Suddenly the voice in Putskya’s ear becomes excited. “Oh, mierda. Ella entra el edificio. Mierda!”

“What? Speak English!”

“Ella viene. Ahora mismo.” Putskya knows something is wrong but he has no idea what. He runs to the door to look through the peephole viewer. The stairwell is dark and quiet. Ready to bolt from the apartment, he rips off the latex gloves and stuffs them into his pocket. He whispers hard and clear into his headset.

“Listen, José, I don’t speak Spanish. So unless you learn Russian really fast, you have to talk English.”

“Vasily, she is coming. She just entered the building. Walk up the staircase so she doesn’t see you. Wait for her to go into the apartment, then come back down.”

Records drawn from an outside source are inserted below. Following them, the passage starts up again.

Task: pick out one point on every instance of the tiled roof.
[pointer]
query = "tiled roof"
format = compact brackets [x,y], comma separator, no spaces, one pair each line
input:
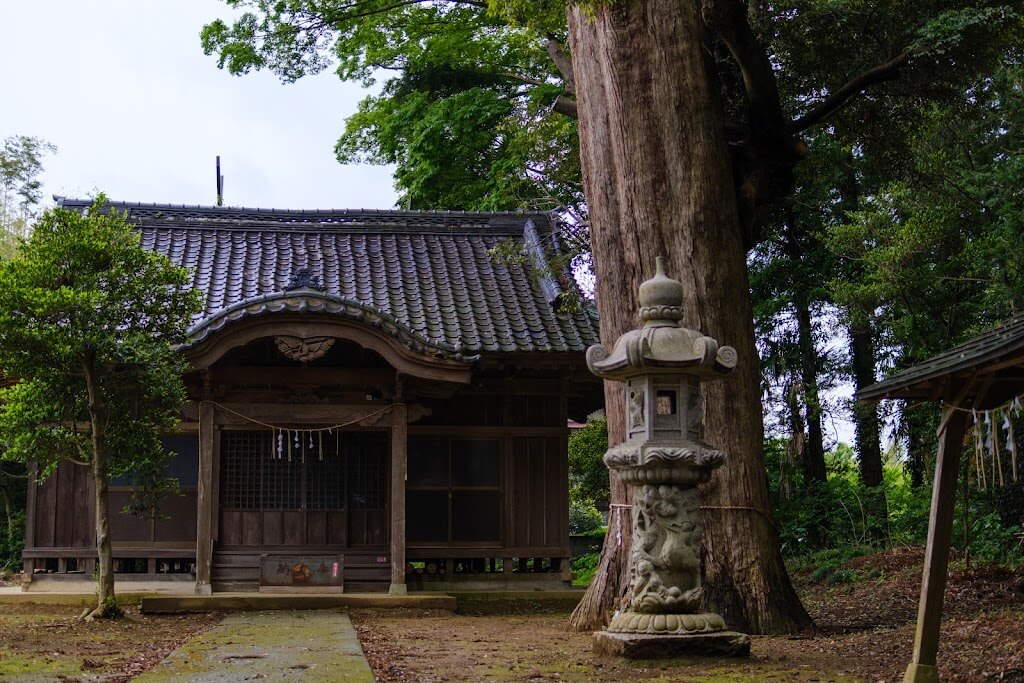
[426,276]
[998,349]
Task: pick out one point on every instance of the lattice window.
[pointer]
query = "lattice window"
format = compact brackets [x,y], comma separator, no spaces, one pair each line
[255,476]
[242,456]
[282,482]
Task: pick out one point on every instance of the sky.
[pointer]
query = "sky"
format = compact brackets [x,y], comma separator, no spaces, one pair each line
[136,111]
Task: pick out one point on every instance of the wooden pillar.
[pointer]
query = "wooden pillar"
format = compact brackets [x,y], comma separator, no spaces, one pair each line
[399,444]
[204,529]
[29,565]
[926,642]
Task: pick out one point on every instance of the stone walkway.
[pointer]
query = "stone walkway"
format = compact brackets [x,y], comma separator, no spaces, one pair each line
[305,646]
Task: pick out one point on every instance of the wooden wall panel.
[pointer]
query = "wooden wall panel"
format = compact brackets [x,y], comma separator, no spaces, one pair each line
[540,494]
[61,509]
[126,527]
[46,497]
[316,527]
[337,528]
[230,527]
[272,532]
[293,524]
[537,494]
[252,527]
[64,513]
[84,503]
[176,522]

“Govno! Okay.” Putskya runs to the telephone concealed under a pile of Verizon and Con Edison bills. Gripping the phone cord, he rips hard, making certain the plastic tab breaks from the jack so the phone will not function. He quietly opens the apartment door, steps out, closes the door, then races up the steps to the small landing, where he stands in silence, waiting for the woman’s slow-moving footsteps to reach apartment 7.

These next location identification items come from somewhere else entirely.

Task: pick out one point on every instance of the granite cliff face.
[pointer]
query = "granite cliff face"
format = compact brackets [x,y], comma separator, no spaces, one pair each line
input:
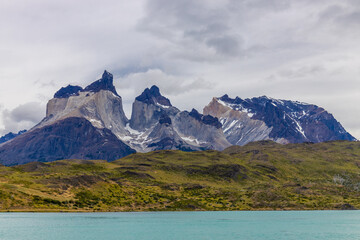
[80,123]
[10,135]
[98,103]
[182,130]
[71,138]
[283,121]
[89,123]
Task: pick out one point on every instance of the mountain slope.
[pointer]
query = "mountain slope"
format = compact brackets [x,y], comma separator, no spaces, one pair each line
[185,130]
[280,120]
[70,138]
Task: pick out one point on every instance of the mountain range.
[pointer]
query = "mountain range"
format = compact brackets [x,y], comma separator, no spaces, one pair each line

“Eh …” she mutters, finding that the door pushes open when she tries to insert her key. “Oh govno!” she exclaims, noticing the ripped doorframe. After she enters her apartment, Putskya quickly darts down the steps, tiptoeing past her broken door as she shouts wildly in Russian.

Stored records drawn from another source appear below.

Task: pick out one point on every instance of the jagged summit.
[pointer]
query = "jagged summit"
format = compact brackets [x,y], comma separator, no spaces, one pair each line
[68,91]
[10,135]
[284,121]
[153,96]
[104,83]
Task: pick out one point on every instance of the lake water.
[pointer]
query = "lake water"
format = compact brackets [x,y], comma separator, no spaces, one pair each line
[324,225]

Wow, Putskya thinks, that old woman curses better than I do. He pauses in front of apartment 4, directly below hers. It too has an ancient wooden door. He could easily pop it open. If nobody is home, he could be in and out in twenty seconds. It’ll take the old woman upstairs longer than that to call the police, even if she has a cell phone, which she probably doesn’t. It’s a little risky, but it’s better than going back to José’s car empty-handed. Above him, he hears the old woman cursing about shoeboxes turned upside down and her rifled clothes closet. What’s it to her? She’s such a slob, what difference does it make? Besides, he didn’t even steal anything.

“Hey, Vasily. You okay?”

“Yeah. Hold on. I’m going to try apartment number 4 directly below.”

“Uh, okay. Be fast man.”

Vasily knocks on the door. Nothing. He knocks again. Still nothing.

“Okay, José. Here goes.”

He pulls a crowbar from his right pants leg, inserts the end into the doorjamb just below the deadbolt, and pulls firmly. The wood is so old it barely makes a sound when the lock pops free.

“I’m in,” he whispers to his partner.